Documentário televisivo revela que doping é prática comum no atletismo russo
A televisão pública alemã transmitiu programa no qual surgem depoimentos comprometedores. Autoridades russas dizem que não actuaram porque não há queixa
Testemunhos na primeira pessoa ou situações comprometedoras captadas com recurso a câmaras ocultas revelam como o recurso à dopagem é uma prática generalizada, envolvendo o topo do atletismo russo. Com o título “Dossier secreto doping: como a Rússia fabrica os seus campeões” são apresentados pormenores de como o país de Putin luta para se manter no topo da hierarquia mundial da modalidade, utilizando um esquema criminoso e que beneficia até do apoio governamental.

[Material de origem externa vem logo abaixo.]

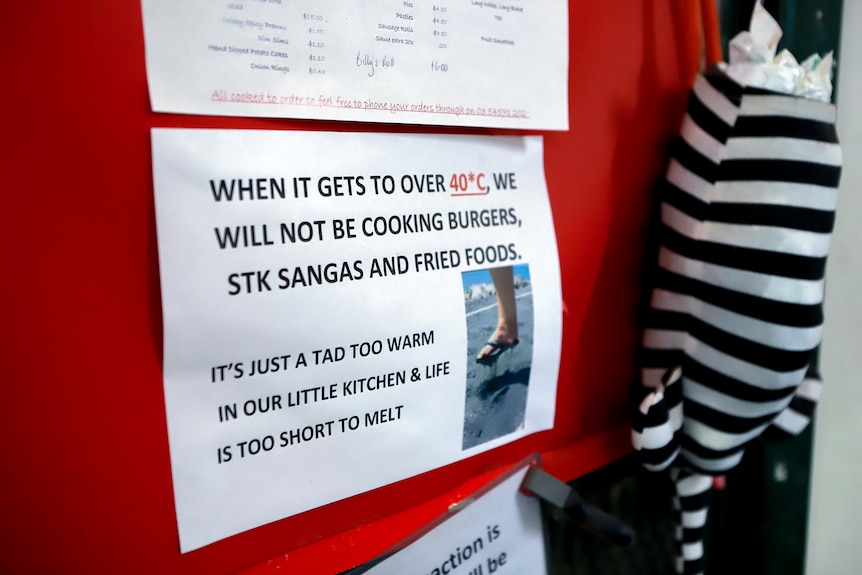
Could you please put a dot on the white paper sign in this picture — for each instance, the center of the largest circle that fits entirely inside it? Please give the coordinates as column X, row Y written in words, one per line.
column 468, row 62
column 499, row 533
column 325, row 298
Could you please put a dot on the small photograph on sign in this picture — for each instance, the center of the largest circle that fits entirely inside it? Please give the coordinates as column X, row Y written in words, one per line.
column 499, row 312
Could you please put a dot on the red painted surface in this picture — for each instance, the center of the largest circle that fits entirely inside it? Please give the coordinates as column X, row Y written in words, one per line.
column 84, row 470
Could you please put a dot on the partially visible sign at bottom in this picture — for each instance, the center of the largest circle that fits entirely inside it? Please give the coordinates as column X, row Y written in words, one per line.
column 498, row 533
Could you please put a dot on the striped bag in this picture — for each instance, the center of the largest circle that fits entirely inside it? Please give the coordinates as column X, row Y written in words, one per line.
column 735, row 313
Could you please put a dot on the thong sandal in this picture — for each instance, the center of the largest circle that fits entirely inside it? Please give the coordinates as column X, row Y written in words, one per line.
column 497, row 349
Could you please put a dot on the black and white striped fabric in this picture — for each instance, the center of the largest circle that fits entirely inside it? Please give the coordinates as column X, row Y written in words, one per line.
column 735, row 315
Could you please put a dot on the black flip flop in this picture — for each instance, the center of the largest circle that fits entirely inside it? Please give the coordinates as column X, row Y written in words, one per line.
column 497, row 350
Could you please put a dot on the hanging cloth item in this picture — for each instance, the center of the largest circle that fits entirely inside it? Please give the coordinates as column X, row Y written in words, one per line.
column 747, row 207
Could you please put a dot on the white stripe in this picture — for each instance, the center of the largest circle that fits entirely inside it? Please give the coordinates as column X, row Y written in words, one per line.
column 700, row 140
column 713, row 465
column 778, row 193
column 688, row 181
column 694, row 519
column 676, row 418
column 768, row 286
column 693, row 485
column 810, row 389
column 756, row 105
column 792, row 421
column 716, row 439
column 770, row 238
column 715, row 101
column 739, row 407
column 692, row 551
column 741, row 370
column 767, row 333
column 783, row 149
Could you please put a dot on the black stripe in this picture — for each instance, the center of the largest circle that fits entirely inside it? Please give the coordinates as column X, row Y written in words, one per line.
column 805, row 219
column 724, row 421
column 803, row 406
column 780, row 171
column 779, row 360
column 673, row 394
column 750, row 259
column 657, row 416
column 789, row 314
column 784, row 127
column 733, row 387
column 657, row 456
column 775, row 433
column 695, row 502
column 683, row 201
column 706, row 119
column 721, row 82
column 660, row 358
column 691, row 445
column 694, row 567
column 692, row 534
column 693, row 160
column 666, row 320
column 755, row 91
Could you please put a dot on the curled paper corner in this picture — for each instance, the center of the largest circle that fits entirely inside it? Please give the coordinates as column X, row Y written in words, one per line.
column 754, row 62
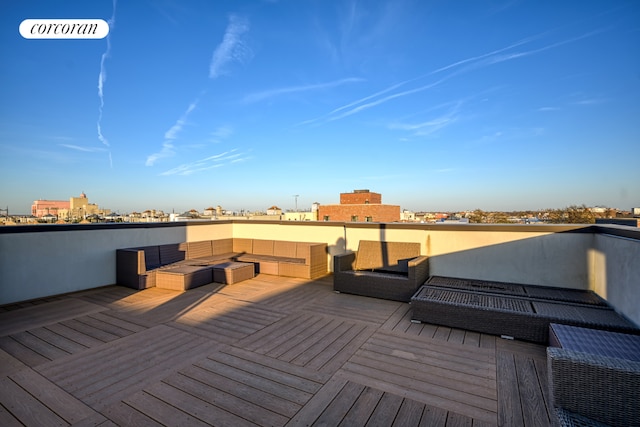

Num encontro filmado com uma câmara oculta, por exemplo, Mariya Savinova, actual campeã olímpica e vice-campeã mundial de 800m, admite ter recorrido a substâncias dopantes. “Existe toda uma metodologia para impedir que se registem casos positivos. Os funcionários garantem que os atletas não sejam submetidos a testes”, explica Vitali Stepanov marido de Rusanova, castigada em 2013 devido a alterações registadas no seu passaporte biológico. Stepanov foi um ex-dirigente da Agência Antidopagem da Rússia (Rusada).
“O desportista é alvo de muita pressão e no final não lhe resta outra alternativa que recorrer a práticas ilegais”, declara Oleg Popov, treinador de vários atletas apanhados nos últimos anos. "Não digo que não exista alguém ‘limpo’, mas 99% dos atletas, incluindo os melhores, os olímpicos, acaba por ceder”, afirma Evgenia Pecherina, treinada por Popov e “apanhada” duas vezes em 2013 por recurso a um potente esteróide anabolizante e afastada das competições por um período de 10 anos.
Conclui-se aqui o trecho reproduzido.